NPS rule changes proposed in Budget:
- Currently, upon retirement, an individual can withdraw a lump-sum of up to 60% of the NPS corpus fund and balance 40% has to be invested in an annuity plan. But only 40% of the corpus fund withdrawn is tax-exempt and 20% is taxable in the hands of the taxpayer.
- The finance minister has now proposed to raise the income tax exemption limit from 40% to 60% of the NPS corpus, effectively making the entire withdrawal exempt from income tax. This benefit will also be available to all NPS subscribers.

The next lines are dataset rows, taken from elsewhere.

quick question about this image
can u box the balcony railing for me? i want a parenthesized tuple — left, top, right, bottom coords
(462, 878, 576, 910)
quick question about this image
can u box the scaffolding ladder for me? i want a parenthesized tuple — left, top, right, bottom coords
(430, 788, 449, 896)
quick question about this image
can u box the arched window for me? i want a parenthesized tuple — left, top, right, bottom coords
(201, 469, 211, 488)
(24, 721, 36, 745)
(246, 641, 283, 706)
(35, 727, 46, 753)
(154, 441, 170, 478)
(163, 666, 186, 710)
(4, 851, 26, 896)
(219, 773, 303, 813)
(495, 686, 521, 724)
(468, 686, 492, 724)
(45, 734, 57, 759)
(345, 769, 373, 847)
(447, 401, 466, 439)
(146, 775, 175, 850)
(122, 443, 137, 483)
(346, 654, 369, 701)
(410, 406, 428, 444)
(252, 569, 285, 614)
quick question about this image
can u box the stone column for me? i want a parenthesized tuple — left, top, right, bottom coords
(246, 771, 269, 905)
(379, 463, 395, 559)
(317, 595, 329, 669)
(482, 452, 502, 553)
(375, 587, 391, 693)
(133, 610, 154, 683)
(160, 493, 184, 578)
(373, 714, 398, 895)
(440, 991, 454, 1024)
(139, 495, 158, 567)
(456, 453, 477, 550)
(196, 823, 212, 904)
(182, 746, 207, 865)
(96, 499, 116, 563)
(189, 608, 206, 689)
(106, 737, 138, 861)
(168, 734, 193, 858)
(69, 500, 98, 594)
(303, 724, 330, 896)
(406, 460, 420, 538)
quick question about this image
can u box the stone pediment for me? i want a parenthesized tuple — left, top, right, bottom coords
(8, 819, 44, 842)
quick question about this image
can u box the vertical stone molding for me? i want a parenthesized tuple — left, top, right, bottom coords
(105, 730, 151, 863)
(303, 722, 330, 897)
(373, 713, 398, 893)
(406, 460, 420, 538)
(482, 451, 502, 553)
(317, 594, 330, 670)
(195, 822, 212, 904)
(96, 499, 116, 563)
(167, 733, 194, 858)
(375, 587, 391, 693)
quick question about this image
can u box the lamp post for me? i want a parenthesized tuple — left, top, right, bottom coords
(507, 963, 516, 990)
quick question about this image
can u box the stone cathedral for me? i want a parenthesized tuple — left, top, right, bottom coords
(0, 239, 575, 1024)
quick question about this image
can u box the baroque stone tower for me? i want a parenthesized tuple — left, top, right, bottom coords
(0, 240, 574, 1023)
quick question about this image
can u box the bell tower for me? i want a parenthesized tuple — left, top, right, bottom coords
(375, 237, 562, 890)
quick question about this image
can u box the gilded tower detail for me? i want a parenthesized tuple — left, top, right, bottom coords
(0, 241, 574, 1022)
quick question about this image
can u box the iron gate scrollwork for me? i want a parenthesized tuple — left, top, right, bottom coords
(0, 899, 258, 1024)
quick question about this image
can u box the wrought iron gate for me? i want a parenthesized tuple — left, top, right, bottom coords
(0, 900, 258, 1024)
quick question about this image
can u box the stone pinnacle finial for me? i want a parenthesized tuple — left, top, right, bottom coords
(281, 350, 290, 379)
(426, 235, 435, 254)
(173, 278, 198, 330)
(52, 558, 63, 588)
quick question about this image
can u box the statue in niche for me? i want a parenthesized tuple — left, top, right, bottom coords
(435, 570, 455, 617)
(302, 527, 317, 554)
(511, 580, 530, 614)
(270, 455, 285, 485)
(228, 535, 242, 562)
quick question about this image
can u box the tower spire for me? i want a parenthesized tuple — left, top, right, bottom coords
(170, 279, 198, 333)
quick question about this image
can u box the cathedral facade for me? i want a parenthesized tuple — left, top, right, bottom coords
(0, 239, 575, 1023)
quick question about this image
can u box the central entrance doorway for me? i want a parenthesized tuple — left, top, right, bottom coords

- The Union Cabinet had last year approved increasing the contribution to Tier I account for central government employees from 10% to 14%, a move that benefits approximately 18 lakh central government employees covered under NPS. The new entrants to the central government service on or after 1st January are covered under the National Pension System (NPS). The mandatory contribution of central government employees will remain 10% of basic salary.
- In this connection, the Budget proposed amending Section 80CCD(2) of the Income Tax Act to allow exemption of employer contribution up to 14% of the salary of central government employees.
- Section 80 CCD (2) applies to when an employer is contributing to the NPS of an employee. This benefit is in addition to the deduction of ₹1.5 lakh under Section 80C and also an additional deduction benefit of ₹50,000 under Section 80 CCD towards investment in NPS.
- In another benefit for central government employees, the Budget proposed that contributions made to Tier-II NPS account will become eligible for deductions under Section 80C if the amount is locked-in for a minimum of three years.
NPS has two accounts—Tier 1 account or the retirement account which is mandatory. The Tier 2 account is an optional account and comes with withdrawal flexibility.